Now all ye ladies of fair Scotland,
And ladies of England that happy would prove,
Marry never for houses, nor marry for land,
Nor marry for nothing but only love.
FAMILY QUARRELS.
When the Lady Eveline had retired into her own private chamber, Rose Flammock followed her unbidden, and proffered her assistance in removing the large veil which she had worn while she was abroad; but the lady refused her permission, saying, “You are forward with service, maiden, when it is not required of you.”
“You are displeased with me, lady!” said Rose.
“And if I am, I have cause,” replied Eveline. “You know my difficulties — you know what my duty demands; yet, instead of aiding me to make the sacrifice, you render it more difficult.”
“Would I had influence to guide your path!” said Rose; “you should find it a smooth one — ay, an honest and straight one, to boot.”
“How mean you, maiden?” said Eveline.
“I would have you,” answered Rose, “recall the encouragement — the consent, I may almost call it, you have yielded to this proud baron. He is too great to be loved himself — too haughty to love you as you deserve.

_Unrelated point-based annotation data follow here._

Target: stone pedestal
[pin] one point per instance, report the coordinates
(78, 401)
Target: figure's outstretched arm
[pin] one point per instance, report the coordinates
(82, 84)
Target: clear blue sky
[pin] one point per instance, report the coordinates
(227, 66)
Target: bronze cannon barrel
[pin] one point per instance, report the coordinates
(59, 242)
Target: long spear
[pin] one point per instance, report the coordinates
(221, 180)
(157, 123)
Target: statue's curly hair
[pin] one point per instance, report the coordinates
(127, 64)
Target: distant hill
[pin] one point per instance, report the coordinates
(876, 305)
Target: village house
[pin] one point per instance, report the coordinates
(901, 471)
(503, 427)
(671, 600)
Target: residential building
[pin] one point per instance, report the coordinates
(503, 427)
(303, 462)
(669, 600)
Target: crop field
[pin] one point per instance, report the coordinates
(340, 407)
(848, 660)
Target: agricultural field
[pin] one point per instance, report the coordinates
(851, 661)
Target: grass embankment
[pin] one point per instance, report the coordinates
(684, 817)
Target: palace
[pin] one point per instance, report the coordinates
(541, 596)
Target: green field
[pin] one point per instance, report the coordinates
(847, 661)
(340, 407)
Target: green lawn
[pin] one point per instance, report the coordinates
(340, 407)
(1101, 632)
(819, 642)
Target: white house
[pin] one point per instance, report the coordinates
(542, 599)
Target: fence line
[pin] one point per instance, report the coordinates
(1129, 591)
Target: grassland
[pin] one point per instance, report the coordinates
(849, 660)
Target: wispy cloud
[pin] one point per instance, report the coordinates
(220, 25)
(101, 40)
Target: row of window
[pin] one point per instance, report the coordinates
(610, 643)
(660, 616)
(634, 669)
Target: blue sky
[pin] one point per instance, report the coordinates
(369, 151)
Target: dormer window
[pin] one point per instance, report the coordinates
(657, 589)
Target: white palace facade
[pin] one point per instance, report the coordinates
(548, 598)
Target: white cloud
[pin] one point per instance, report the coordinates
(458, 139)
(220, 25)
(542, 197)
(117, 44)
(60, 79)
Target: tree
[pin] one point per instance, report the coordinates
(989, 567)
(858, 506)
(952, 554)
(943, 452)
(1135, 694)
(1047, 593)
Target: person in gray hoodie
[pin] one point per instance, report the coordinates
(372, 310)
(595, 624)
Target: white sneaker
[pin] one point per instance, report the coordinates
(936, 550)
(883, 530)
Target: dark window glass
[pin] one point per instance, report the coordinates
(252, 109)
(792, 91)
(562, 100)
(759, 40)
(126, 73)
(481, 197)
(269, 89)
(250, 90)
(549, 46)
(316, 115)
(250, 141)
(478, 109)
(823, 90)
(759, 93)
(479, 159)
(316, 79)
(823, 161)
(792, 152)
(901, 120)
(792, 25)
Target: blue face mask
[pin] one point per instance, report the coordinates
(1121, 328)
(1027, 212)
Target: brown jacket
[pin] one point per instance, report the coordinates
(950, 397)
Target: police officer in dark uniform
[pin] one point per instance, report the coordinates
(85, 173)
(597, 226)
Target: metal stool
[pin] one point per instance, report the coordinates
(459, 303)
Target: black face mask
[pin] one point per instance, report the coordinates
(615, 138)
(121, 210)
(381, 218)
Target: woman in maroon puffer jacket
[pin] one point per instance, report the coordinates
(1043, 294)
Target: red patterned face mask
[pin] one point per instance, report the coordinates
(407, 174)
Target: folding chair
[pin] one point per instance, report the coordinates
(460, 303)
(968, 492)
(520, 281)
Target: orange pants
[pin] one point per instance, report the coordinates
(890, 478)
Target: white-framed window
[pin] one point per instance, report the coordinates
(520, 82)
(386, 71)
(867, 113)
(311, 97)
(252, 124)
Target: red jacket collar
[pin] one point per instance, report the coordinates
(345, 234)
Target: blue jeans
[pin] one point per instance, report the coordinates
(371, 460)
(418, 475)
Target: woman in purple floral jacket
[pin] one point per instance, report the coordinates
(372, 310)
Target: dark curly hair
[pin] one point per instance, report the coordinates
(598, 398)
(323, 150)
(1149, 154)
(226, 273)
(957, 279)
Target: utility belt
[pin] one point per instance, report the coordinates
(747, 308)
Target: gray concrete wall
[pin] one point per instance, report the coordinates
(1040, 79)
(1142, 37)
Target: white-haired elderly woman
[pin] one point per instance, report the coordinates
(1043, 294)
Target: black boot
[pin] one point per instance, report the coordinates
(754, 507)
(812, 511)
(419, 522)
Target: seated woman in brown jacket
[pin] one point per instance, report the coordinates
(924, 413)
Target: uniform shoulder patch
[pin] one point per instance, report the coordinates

If you wed him, you wed gilded misery, and, it may be, dishonour as well as discontent.”
“Remember, damsel,” answered Eveline Berenger, “his services towards us.”
“His services?” answered Rose. “He ventured his life for us; indeed, but so did every soldier in his host. And am I bound to wed any ruffling blade among them, because he fought when the trumpet sounded? I wonder what, is the meaning of their devoir , as they call it, when it shames them not to claim the highest reward woman can bestow, merely for discharging the duty of a gentleman, by a distressed creature. A gentleman, said I?— The coarsest boor in Flanders would hardly expect thanks for doing the duty of a man by women in such a case.”
“But my father’s wishes?” said the young lady.
“They had reference, without doubt, to the inclination of your father’s daughter,” answered the attendant. “I will not do my late noble lord —(may God assoilzie him!)— the injustice to suppose he would have urged aught in this matter which squared not with your free choice.”
“Then my vow — my fatal vow, as I had well nigh called it?” said Eveline. “May Heaven forgive me my ingratitude to my patroness!”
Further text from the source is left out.